Washington lands commissioner wary of federal plan to kill owls
Washington Public Lands Commissioner Hilary Franz is voicing skepticism about a federal proposal to kill thousands of barred owls in the Pacific Northwest to help the threatened northern spotted owl.
Franz wrote in a letter sent this week to Interior Secretary Deb Haaland that she’s concerned about “unintended consequences” and that the plan “could be unworkable given the scale of the overlapping habitat for barred owls and spotted owls.”
The U.S. Fish and Wildlife is proposing to kill about 500,000 barred owls, living on millions of acres of land between California and Washington, over three decades.
Hunters would shoot the owls with shotguns in most cases, according to a draft environmental impact statement released in November.

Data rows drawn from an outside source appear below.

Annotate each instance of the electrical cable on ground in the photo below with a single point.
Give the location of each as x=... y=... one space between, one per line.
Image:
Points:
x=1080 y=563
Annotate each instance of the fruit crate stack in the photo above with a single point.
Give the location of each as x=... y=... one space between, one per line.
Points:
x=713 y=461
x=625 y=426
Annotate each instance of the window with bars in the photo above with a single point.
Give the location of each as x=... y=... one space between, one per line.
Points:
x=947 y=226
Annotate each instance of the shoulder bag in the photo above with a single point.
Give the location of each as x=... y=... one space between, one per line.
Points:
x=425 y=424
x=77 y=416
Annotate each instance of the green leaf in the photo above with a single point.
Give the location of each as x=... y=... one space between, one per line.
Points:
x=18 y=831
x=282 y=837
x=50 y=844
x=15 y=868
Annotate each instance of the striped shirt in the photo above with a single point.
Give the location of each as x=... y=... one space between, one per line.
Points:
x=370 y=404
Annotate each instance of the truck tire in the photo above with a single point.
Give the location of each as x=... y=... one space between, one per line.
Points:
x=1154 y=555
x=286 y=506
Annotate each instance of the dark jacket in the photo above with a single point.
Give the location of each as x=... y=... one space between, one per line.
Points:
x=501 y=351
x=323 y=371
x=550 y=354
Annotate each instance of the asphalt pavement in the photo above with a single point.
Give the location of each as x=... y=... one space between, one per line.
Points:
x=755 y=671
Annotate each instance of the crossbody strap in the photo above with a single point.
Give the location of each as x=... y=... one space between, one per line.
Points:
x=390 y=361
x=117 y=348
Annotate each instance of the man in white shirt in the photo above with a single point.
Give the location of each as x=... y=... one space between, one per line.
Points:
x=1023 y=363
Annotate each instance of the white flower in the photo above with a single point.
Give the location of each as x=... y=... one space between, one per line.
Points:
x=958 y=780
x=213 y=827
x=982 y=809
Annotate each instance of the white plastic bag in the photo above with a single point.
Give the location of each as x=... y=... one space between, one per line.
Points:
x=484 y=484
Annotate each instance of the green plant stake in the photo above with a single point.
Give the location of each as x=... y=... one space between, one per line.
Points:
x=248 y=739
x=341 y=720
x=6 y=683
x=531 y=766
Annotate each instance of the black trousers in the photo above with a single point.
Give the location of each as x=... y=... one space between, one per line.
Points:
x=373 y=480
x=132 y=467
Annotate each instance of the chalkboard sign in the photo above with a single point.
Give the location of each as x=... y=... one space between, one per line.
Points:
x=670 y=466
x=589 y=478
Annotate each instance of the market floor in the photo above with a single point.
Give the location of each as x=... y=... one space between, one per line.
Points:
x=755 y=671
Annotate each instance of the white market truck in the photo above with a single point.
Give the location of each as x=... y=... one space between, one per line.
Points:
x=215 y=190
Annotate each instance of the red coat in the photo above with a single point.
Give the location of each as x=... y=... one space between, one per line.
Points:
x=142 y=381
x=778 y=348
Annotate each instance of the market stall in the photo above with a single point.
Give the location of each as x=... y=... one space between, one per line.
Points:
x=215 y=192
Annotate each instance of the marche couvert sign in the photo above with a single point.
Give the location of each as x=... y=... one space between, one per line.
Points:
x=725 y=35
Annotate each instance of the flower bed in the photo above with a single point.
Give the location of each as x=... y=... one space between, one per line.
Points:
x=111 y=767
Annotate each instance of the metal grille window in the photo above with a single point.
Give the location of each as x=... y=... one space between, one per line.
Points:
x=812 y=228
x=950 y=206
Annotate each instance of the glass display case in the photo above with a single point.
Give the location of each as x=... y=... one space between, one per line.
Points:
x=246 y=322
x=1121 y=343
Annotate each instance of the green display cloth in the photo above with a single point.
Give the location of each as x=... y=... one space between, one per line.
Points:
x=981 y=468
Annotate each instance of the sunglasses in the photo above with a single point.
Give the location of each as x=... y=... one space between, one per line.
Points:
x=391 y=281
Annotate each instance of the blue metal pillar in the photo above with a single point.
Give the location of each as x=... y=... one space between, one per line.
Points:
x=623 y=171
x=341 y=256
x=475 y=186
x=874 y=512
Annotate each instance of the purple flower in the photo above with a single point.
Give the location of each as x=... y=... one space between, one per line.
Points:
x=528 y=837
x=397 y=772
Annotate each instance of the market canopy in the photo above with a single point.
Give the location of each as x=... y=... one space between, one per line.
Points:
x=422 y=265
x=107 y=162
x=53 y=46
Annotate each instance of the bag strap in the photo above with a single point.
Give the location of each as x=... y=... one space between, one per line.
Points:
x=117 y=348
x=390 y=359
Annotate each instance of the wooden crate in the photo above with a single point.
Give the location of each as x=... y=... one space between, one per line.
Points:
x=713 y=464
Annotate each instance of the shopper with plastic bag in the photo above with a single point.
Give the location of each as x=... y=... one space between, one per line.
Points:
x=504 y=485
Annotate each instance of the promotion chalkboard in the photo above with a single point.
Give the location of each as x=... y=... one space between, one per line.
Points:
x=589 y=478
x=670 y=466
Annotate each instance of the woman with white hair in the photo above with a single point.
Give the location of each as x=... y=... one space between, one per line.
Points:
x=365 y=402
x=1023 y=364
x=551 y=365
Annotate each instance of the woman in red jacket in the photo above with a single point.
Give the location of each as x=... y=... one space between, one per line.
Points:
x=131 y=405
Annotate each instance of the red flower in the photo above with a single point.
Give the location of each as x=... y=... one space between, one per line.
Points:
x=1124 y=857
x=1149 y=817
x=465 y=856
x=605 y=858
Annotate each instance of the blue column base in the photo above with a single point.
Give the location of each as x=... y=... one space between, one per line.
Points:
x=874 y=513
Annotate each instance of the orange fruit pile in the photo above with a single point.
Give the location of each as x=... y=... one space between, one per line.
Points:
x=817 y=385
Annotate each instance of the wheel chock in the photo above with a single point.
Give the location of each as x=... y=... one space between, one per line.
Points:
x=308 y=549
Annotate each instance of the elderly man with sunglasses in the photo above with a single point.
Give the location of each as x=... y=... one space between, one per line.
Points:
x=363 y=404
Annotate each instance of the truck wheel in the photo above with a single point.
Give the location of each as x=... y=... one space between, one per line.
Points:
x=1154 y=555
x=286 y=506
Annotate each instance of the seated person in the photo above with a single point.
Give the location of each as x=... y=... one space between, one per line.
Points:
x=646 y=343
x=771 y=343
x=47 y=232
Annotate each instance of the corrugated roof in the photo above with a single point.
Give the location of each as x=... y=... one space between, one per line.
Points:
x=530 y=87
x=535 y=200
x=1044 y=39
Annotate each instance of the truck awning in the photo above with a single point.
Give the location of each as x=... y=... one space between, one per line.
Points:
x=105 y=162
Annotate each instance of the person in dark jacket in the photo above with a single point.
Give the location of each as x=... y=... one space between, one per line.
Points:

“The Commissioner doesn’t oppose the plan but has concerns about the cost, the scope, and potential impacts to habitat,” Franz spokesman Michael Kelly said in an email on Thursday.
He also said Franz isn’t convinced the plan represents a solution to reducing threats to the spotted owl that’s “viable, affordable, or achievable.”
Franz, who is also running for a U.S. House seat in Western Washington, asked to meet with Department of Interior staff but had not received a response from Haaland as of Thursday.
The U.S. Fish and Wildlife Service in November sought public comment on its draft barred owl management plan, noting that the owls are prolific hunters that decades ago moved beyond their traditional range in the eastern U.S., into western forests.
This leaves them competing against northern spotted owls, the species known for its central role in the battles in the 1980s and 1990s over logging Northwest forests. The Fish and Wildlife Service plan also aims to prevent barred owl incursions into California spotted owl habitat.
Washington state designated the spotted owl as endangered in 1988 and the federal government listed the bird as threatened under the Endangered Species Act in 1990.